Based on your explanation, I would thus think that an input in the shape [batch_size, nb_features, time_stamp] would be the correct approach.

Many Thanks @ptrblck for your support!

I got confused as I want to extract features from my 25 features.
In cov2d, features are in height and width, and the channel is for the colors.
In my case, if I consider [batch_size, nb_features, time_stamp], Conv1d will slide on time_stamp (I will consider 1, a row of my data) which is not my features, and nb_features would be my channels. did I understand it correctly? if yes so how I can interpret that the conv1d will go through my features?

If you want to slide through the “feature” dimension, you could of course move nb_features to dim2.
However, this would mean that time_stamp is used in dim1, so the channel dimension, is thus fixed, and you won’t be able to change the sequence length.
In this use case the nb_features can change in their size since the kernel is sliding in this dimension.
I’m not familiar with your use case, but if this uncommon approach sounds right, then go for it

@ptrblck, sorry for my late response, and thanks for sharing the details!

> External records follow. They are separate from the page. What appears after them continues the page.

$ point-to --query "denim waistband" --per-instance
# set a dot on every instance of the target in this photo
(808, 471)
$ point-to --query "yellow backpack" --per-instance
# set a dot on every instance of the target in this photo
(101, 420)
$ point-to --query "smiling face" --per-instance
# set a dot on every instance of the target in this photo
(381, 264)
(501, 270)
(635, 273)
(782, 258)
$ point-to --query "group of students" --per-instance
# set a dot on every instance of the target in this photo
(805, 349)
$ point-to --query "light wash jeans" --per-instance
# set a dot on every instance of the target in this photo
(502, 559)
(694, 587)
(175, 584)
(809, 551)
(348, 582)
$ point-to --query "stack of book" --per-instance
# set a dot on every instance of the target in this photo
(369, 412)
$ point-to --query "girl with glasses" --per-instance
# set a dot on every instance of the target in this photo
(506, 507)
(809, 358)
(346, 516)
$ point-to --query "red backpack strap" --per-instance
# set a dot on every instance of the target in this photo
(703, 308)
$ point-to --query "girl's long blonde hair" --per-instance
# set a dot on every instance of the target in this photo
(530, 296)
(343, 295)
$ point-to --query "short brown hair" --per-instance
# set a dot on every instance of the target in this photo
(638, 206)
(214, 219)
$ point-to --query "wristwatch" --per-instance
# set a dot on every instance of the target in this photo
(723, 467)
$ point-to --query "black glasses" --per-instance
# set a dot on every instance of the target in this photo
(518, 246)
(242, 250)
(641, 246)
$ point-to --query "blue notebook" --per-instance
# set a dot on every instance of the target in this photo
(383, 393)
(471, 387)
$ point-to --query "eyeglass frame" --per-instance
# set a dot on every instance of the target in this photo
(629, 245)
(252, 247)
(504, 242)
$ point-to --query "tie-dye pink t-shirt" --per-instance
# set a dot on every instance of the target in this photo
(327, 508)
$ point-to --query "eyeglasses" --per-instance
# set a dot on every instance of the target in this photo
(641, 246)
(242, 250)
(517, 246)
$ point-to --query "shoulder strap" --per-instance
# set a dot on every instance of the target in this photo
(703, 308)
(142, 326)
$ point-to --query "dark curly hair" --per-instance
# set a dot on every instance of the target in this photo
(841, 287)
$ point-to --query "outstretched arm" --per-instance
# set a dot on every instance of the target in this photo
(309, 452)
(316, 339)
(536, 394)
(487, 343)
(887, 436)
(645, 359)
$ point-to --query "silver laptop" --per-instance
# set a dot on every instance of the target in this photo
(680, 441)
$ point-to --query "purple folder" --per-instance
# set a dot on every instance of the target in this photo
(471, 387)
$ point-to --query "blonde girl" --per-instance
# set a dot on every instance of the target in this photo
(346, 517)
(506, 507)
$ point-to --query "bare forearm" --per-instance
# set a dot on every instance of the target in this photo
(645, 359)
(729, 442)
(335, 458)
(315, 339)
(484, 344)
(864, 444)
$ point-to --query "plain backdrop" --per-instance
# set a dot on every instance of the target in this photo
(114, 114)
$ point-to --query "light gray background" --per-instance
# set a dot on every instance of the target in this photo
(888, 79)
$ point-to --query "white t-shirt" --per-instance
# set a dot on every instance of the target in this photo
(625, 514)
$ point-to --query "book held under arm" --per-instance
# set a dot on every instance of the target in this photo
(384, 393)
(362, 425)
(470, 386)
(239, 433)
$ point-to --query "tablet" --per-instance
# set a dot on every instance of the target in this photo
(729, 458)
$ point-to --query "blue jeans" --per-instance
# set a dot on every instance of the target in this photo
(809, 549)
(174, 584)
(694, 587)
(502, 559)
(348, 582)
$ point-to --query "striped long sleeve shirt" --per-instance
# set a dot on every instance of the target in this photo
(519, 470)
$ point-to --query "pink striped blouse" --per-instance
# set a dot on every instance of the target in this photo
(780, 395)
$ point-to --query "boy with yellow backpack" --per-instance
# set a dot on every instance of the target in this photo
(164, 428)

My use case is doing classification on multivariate time series data. So whatever time window I have, I will reshape my data points and make an array. Let’s say I have a tensor of (1, 3, 25) (which is for t times stamp each with 25 features) it will reshape to (1,75).
I use CNN to classify my binary labels.

This StackOverflow helped me understand the dimension for Con1D
It may help others with the same confusion regarding the Con1D dimension.